Nuancée, la réponse du juge administratif suit un raisonnement en plusieurs étapes. Il se prononce d'abord sur la légalité de l'obligation d'accomplir des démarches administratives par la voie d'un téléservice, avant d'examiner plus concrètement l'obligation faite aux ressortissants étrangers de présenter certaines demandes de titre de séjour via un téléservice.

En premier lieu, le Conseil d'État balaye le moyen selon lequel l'obligation d'avoir recours à un téléservice pour accomplir une démarche administrative auprès d'un service de l'État remettrait en cause les règles concernant les garanties fondamentales accordées aux citoyens pour l'exercice des libertés publiques, imposant alors au législateur d'agir en lieu et place du pouvoir réglementaire. Plus encore, il admet que le pouvoir réglementaire puisse rendre obligatoire l'accomplissement des démarches administratives par la voie d'un téléservice ; cette faculté laissée au Gouvernement ne porte pas atteinte aux principes d'égalité devant la loi, d'égalité devant le service public et de continuité du service public. Cette affirmation laisse songeur lorsque l'on sait que le juge administratif a déjà considéré que le recours au téléservice par l'administration devait demeurer purement facultatif (CE, 27 nov. 2019, n° 422516 : V. Rappel du caractère facultatif du téléservice), sans qu'il soit possible de conclure, en l'espèce, à un renversement catégorique de cette règle.

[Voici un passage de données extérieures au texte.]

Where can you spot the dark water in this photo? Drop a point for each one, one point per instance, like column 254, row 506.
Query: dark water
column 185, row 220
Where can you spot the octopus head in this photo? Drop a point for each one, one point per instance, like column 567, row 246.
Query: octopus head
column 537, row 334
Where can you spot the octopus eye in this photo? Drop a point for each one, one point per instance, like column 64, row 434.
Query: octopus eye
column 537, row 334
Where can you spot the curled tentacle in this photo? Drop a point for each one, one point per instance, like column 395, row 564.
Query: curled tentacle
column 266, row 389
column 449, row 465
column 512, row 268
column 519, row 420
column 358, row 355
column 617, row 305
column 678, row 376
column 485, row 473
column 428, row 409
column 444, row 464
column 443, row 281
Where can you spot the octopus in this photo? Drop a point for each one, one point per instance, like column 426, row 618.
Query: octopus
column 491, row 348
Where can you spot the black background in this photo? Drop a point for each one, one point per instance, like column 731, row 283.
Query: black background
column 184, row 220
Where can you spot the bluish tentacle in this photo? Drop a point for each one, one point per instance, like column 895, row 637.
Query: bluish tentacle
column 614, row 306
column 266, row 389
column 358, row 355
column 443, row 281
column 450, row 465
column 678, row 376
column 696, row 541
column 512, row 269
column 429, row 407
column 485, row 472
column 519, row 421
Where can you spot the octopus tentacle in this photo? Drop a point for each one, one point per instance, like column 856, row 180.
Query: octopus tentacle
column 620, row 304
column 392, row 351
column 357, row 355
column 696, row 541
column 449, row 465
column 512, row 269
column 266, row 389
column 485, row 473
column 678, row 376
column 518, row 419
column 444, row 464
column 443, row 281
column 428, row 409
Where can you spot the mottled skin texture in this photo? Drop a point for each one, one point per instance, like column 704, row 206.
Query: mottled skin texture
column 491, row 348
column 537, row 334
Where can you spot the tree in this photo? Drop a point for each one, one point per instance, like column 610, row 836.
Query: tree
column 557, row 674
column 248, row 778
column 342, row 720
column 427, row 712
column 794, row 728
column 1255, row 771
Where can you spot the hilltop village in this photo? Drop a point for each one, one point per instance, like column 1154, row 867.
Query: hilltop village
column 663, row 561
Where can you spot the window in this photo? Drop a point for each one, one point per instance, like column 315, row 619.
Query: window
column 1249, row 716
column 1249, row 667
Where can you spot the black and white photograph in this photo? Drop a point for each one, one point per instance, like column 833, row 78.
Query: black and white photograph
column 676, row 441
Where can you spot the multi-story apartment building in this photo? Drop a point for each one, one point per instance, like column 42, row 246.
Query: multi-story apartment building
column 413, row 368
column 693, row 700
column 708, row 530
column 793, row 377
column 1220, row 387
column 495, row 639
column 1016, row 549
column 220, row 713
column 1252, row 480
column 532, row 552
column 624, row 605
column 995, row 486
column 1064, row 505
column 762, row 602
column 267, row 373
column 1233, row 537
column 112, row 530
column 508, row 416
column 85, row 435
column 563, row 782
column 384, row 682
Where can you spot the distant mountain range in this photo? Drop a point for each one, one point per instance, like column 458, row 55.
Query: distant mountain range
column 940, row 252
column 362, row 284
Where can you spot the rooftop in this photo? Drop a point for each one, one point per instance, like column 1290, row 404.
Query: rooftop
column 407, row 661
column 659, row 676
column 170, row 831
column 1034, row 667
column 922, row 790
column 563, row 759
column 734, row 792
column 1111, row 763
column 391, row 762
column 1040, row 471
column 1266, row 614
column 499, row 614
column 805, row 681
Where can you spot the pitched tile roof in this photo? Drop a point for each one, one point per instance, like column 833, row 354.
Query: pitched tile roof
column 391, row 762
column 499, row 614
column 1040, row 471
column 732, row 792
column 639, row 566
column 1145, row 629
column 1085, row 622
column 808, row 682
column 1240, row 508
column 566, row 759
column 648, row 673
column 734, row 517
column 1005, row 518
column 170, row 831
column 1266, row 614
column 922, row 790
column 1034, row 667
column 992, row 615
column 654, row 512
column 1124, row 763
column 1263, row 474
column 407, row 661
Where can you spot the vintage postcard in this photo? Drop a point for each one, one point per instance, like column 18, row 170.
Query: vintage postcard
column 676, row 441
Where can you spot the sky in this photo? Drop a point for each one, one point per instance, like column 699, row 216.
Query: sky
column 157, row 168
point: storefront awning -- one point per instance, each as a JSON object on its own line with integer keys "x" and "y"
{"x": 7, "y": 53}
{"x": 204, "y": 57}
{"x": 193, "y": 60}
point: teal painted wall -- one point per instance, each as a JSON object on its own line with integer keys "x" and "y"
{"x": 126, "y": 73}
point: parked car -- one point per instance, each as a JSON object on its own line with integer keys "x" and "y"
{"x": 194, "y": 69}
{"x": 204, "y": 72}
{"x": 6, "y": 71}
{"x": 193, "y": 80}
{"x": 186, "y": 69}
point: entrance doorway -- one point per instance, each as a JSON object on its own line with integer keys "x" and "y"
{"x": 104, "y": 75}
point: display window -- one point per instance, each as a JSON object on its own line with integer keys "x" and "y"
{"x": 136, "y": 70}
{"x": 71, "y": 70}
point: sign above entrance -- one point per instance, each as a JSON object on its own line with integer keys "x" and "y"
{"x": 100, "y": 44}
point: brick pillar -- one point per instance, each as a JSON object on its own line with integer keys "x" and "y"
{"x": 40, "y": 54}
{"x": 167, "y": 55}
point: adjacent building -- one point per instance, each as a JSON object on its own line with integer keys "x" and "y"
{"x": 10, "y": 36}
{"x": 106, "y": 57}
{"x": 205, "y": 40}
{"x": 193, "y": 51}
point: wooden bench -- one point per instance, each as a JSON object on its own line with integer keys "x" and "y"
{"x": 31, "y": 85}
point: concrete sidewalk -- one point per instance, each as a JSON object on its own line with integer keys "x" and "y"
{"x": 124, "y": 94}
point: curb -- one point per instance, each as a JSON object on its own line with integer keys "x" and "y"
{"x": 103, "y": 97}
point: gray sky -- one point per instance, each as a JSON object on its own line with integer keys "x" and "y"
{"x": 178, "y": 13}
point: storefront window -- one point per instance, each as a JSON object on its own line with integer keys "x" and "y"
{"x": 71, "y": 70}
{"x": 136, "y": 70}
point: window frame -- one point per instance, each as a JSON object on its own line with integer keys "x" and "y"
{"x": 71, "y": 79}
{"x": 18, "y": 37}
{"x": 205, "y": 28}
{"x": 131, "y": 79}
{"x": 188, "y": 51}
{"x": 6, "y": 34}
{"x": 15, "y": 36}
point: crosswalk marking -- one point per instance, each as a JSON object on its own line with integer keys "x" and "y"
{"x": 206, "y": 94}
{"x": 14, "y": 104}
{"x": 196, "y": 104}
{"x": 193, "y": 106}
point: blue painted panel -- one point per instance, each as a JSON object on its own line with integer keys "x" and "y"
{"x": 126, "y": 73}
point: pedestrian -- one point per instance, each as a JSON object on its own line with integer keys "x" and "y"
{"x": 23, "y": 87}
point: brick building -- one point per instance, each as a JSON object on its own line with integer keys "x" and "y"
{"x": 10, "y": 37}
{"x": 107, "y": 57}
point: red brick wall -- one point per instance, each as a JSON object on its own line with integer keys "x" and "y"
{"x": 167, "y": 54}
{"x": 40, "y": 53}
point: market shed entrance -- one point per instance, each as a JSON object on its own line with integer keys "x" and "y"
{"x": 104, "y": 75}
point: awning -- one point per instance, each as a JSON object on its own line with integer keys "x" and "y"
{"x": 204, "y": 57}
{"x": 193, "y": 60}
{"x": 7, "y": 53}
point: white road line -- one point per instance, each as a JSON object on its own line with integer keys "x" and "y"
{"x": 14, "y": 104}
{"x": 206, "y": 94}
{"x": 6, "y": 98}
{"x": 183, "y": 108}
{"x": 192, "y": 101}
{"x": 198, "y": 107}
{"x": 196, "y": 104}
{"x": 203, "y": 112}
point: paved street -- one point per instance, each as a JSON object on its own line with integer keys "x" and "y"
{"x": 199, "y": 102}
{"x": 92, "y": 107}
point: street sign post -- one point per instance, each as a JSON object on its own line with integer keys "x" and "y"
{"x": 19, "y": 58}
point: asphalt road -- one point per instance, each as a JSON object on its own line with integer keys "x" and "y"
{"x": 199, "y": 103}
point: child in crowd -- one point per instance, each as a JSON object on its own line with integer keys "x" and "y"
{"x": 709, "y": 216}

Cet accord de principe quant à la légalité du caractère obligatoire du recours au téléservice est assorti d'une précision non négligeable, afin que l'exercice effectif des droits de tous soit garanti. Le juge administratif énonce que « le pouvoir réglementaire ne saurait édicter une telle obligation qu'à la condition de permettre l'accès normal des usagers au service public et de garantir aux personnes concernées l'exercice effectif de leurs droits. Il doit tenir compte de l'objet du service, du degré de complexité des démarches administratives en cause et de leurs conséquences pour les intéressés, des caractéristiques de l'outil numérique mis en œuvre ainsi que de celles du public concerné, notamment, le cas échéant, de ses difficultés dans l'accès aux services en ligne ou dans leur maniement ».

En second lieu, une fois fixé le cadre général relatif à l'obligation d'accomplir des démarches administratives en ligne, le Conseil d'État se prononce plus spécifiquement sur la légalité des demandes de titre de séjour des étrangers. Deux conditions cumulatives conditionnent la légalité de l'obligation d'utiliser un téléservice pour les demandes de titre de séjour. D'abord, l'État doit accompagner les usagers qui n'auraient pas accès aux outils numériques ou qui rencontrent des difficultés lors de l'utilisation de cet outil. Si cet accompagnement ne suffit pas et que l'usager demeure dans l'impossibilité de recourir au téléservice, une solution de substitution doit être instaurée, afin que les étrangers ne perdent pas le droit de se maintenir sur le territoire en l'absence de l'enregistrement de leur demande.

Concernant le dispositif prévu par le décret n° 2021-313 du 24 mars 2021 et les arrêtés susvisés, le juge administratif relève que malgré l'existence d'un accompagnement des usagers de ce téléservice, le Gouvernement n'a pas prévu de solution de substitution. C'est la raison pour laquelle le Conseil d'État établit l'illégalité du décret litigieux, tout en invitant le Gouvernement à compléter ses textes pour prévoir l'existence d'une telle solution de substitution. Un régime transitoire est aménagé jusqu'à l'adoption de la nouvelle version du décret : si l'usager établit qu'il n'est pas parvenu à déposer sa demande par le biais du téléservice, l'administration devra permettre le dépôt d'une demande de séjour selon une modalité distincte.